Было это в пятницу, и он еле дождался понедельника. Но в этот понедельник она не пришла. Он долго ждал, но тут спустилась вниз Роза, и ему пришлось уйти наверх. А девчонки все не было. Он был страшно разочарован — ведь она никогда до сих пор не пропускала своего дня. Он лег на кровать в башмаках и уставился в потолок. Было обидно, что она оставила его в дураках, а сама теперь, наверно, обжуливает еще кого-нибудь. И чем больше он об этом думал, тем горше становилось на душе. У него дико разболелась голова, он никак не мог уснуть, потом вдруг заснул и проснулся без головной боли. Но проснулся он в мрачном настроении, в тоске. Он подумал о дяде Доме — тот уже давно вышел из тюрьмы и уехал бог знает куда. Интересно, встретятся ли они где-нибудь, если он возьмет те пятьдесят пять долларов и смоется? Потом он вспомнил, что Дом, наверно, уже совсем старик, может, и не узнает его, когда встретит. Он стал думать о жизни. Никогда не бывает так, как хочется. Старайся не старайся, все равно наделаешь ошибок, и никак от них не избавишься. Ни неба не увидишь, ни океана, потому что ты в тюрьме, только никто ее тюрьмой не зовет, а назовешь — никто не поймет, о чем ты, или притворится, что не понимает. Тоска его одолела. Он лежал, не двигаясь, ни о ком не думая, никого не жалея — ни себя, ни других.

Спускаясь вниз, он с насмешкой подумал, почему это Роза так долго его не хватилась, не изругала, но вдруг услыхал, что в лавке полно народу и Роза визжит как недорезанная. Протолкавшись через толпу, он с отвращением увидел, что она поймала девчонку с шоколадками и трясет ее так, что у той голова мотается во все стороны, как шар на веревочке. Выругавшись, он отшвырнул Розу от девчонки — у той на лице был смертельный ужас.

— Ты что, убить ее хочешь? — крикнул он Розе.

— Она воровка! — завопила Роза.

— Заткнись!

И он ударил ее по губам — иначе не остановить этот визг, но ударил сильнее, чем хотел. Рози ахнула и отшатнулась. Она даже не заплакала — обалдело глядя на толпу, она попыталась улыбнуться, и все видели, что у нее на зубах кровь.

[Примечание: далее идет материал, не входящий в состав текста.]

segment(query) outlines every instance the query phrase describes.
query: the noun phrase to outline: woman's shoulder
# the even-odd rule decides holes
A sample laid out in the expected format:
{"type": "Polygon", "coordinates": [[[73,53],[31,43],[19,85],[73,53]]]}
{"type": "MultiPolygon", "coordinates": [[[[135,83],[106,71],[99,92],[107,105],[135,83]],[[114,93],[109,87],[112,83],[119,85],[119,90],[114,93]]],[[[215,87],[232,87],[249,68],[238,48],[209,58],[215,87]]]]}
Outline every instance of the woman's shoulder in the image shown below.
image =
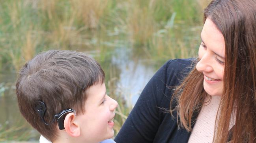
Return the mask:
{"type": "Polygon", "coordinates": [[[154,76],[167,86],[177,86],[194,67],[195,58],[176,59],[167,61],[154,76]]]}
{"type": "Polygon", "coordinates": [[[166,66],[168,70],[174,70],[177,72],[191,70],[194,67],[195,58],[175,59],[167,61],[163,66],[166,66]]]}

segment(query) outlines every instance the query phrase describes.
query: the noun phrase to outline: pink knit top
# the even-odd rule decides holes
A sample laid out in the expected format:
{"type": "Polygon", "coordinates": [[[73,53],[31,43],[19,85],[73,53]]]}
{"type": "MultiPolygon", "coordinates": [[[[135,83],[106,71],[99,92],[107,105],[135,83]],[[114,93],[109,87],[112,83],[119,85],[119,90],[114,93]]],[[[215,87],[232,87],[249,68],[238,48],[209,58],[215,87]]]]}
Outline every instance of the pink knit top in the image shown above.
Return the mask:
{"type": "MultiPolygon", "coordinates": [[[[209,96],[206,101],[208,101],[209,98],[209,96]]],[[[219,96],[212,96],[211,100],[203,105],[188,143],[212,143],[220,98],[219,96]]]]}

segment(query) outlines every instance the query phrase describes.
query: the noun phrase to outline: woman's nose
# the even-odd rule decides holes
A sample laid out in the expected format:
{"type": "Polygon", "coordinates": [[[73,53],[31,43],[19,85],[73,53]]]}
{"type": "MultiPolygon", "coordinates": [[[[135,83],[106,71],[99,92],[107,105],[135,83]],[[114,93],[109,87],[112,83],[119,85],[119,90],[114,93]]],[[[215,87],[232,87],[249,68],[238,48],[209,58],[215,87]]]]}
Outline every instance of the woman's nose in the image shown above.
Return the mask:
{"type": "Polygon", "coordinates": [[[205,54],[205,55],[200,59],[196,66],[196,70],[199,72],[209,72],[213,71],[211,65],[213,63],[211,63],[209,60],[209,58],[206,54],[205,54]]]}
{"type": "Polygon", "coordinates": [[[110,98],[112,100],[112,103],[110,106],[110,110],[111,111],[114,111],[116,109],[116,108],[117,107],[117,106],[118,105],[118,103],[117,103],[116,101],[114,99],[112,98],[110,98]]]}

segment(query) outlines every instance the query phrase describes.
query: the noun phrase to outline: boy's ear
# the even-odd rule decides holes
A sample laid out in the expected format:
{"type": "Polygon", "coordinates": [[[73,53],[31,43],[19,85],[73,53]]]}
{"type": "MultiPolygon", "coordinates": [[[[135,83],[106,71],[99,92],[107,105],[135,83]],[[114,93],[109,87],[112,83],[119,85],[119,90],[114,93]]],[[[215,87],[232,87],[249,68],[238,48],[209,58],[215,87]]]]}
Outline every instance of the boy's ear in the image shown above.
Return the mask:
{"type": "Polygon", "coordinates": [[[64,120],[64,127],[69,135],[77,137],[80,136],[80,127],[75,121],[75,115],[73,113],[68,114],[64,120]]]}

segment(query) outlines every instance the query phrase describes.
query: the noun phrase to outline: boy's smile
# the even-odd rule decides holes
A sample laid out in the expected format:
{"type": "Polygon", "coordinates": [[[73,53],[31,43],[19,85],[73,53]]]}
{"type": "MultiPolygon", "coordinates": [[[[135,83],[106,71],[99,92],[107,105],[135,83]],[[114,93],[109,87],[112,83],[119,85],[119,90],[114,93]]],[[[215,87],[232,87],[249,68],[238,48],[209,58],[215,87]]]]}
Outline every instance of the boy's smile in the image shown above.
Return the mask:
{"type": "Polygon", "coordinates": [[[114,112],[118,103],[106,94],[105,84],[101,83],[86,90],[85,111],[76,117],[80,125],[80,136],[90,142],[99,142],[114,136],[114,112]]]}

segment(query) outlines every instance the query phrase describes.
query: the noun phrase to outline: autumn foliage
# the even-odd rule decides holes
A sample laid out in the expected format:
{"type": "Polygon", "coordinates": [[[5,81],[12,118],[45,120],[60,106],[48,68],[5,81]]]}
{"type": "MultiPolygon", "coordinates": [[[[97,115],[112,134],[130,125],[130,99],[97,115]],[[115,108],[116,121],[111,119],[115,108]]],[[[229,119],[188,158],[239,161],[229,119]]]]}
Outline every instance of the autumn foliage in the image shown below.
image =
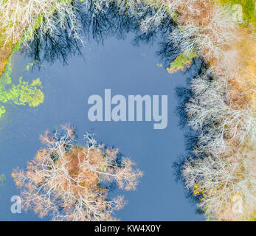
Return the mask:
{"type": "Polygon", "coordinates": [[[62,133],[41,136],[46,148],[12,176],[21,188],[24,209],[56,221],[113,221],[122,209],[123,196],[108,199],[110,187],[134,190],[142,173],[118,149],[105,148],[87,134],[86,147],[75,145],[74,129],[62,126],[62,133]]]}

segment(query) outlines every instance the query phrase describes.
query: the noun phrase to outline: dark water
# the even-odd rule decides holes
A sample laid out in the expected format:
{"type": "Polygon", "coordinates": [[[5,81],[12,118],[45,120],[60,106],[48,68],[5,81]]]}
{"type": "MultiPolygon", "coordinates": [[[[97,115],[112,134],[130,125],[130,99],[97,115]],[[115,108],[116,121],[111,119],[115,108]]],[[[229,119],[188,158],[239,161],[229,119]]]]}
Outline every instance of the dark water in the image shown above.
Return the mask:
{"type": "MultiPolygon", "coordinates": [[[[131,35],[130,35],[131,36],[131,35]]],[[[18,195],[10,176],[14,167],[24,168],[41,148],[39,135],[60,124],[70,123],[77,130],[77,142],[83,145],[86,131],[96,133],[99,142],[119,148],[136,162],[145,173],[135,192],[122,192],[128,204],[117,212],[122,221],[199,221],[194,204],[185,198],[181,184],[175,181],[172,165],[184,153],[184,131],[178,126],[175,114],[178,100],[177,86],[184,86],[186,75],[169,74],[156,55],[156,46],[134,46],[132,38],[110,38],[104,46],[95,42],[82,49],[81,57],[70,58],[69,65],[60,62],[52,66],[44,63],[39,71],[25,70],[31,59],[17,54],[13,59],[13,80],[19,76],[31,80],[40,77],[45,101],[32,108],[6,105],[7,113],[0,119],[0,174],[4,185],[0,187],[1,221],[38,221],[32,212],[12,214],[10,198],[18,195]],[[154,130],[148,122],[97,122],[87,117],[87,100],[92,94],[104,97],[104,89],[112,95],[167,94],[168,125],[154,130]]],[[[48,218],[45,218],[47,220],[48,218]]]]}

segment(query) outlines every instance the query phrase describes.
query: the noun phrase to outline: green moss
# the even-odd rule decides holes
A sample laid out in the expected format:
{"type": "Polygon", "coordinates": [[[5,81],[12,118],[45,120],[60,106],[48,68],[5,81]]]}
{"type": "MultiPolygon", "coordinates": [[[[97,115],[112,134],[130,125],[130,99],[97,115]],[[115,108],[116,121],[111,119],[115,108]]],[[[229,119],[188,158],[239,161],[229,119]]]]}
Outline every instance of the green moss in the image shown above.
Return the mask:
{"type": "Polygon", "coordinates": [[[195,50],[191,52],[184,52],[178,55],[170,64],[170,67],[166,69],[170,74],[175,73],[179,70],[184,71],[192,65],[193,59],[196,57],[197,57],[197,54],[195,50]]]}
{"type": "Polygon", "coordinates": [[[232,10],[234,4],[241,4],[243,7],[244,23],[252,23],[256,27],[256,10],[255,0],[216,0],[215,1],[232,10]]]}
{"type": "MultiPolygon", "coordinates": [[[[13,54],[19,49],[20,44],[13,48],[13,53],[8,59],[4,73],[0,77],[0,103],[11,102],[17,105],[28,105],[36,107],[44,103],[44,95],[41,91],[41,82],[39,78],[32,80],[31,83],[19,78],[18,83],[12,84],[11,73],[13,72],[11,60],[13,54]],[[8,86],[8,88],[7,88],[8,86]],[[10,88],[9,88],[10,86],[10,88]]],[[[5,113],[4,105],[0,107],[0,117],[5,113]]]]}

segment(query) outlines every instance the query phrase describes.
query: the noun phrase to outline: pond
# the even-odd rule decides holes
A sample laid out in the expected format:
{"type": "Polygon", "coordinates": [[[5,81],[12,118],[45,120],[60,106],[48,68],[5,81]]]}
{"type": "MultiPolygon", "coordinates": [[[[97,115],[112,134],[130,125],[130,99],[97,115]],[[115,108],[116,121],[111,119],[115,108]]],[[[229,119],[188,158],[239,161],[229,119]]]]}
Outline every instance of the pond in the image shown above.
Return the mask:
{"type": "MultiPolygon", "coordinates": [[[[167,72],[156,54],[158,44],[133,44],[134,34],[125,39],[108,37],[104,44],[88,41],[81,51],[63,65],[42,62],[40,69],[26,70],[32,59],[21,52],[13,60],[13,81],[18,77],[31,81],[40,77],[44,103],[37,108],[7,105],[0,119],[0,174],[6,179],[0,187],[1,221],[40,221],[32,212],[12,214],[10,198],[18,195],[11,177],[13,168],[24,168],[41,147],[39,135],[61,124],[75,125],[77,143],[91,131],[97,139],[119,148],[134,161],[144,176],[134,192],[122,192],[128,201],[115,214],[121,221],[201,221],[195,204],[187,198],[182,184],[175,180],[173,164],[185,153],[184,131],[178,125],[179,104],[175,88],[186,85],[187,74],[167,72]],[[91,122],[87,116],[92,94],[154,94],[168,96],[168,123],[165,129],[153,129],[153,122],[91,122]]],[[[115,192],[114,192],[115,193],[115,192]]],[[[49,220],[45,218],[44,220],[49,220]]]]}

— Ступай домой! — приказал Томми девчонке, но толпа у дверей расступилась, и в лавку вошла ее мать.

— Что случилось? — спросила она.

— Она мои конфеты крала! — завопила Роза.

— Я ей разрешил, — сказал Томми.

Роза выпучила на него глаза, словно он опять ее ударил, и, скривив губы, заплакала.

— Одну тебе, мама, — сказала девочка.

Мать с размаху ударила ее по лицу.

— Ах ты, воровка, я тебе все руки оборву!

Она крепко схватила девчонку за руку и дернула за собой. Девочка метнулась, словно в танце, не то падая, не то убегая, но у дверей ухитрилась обернуться к Томми и высунуть длинный красный язык.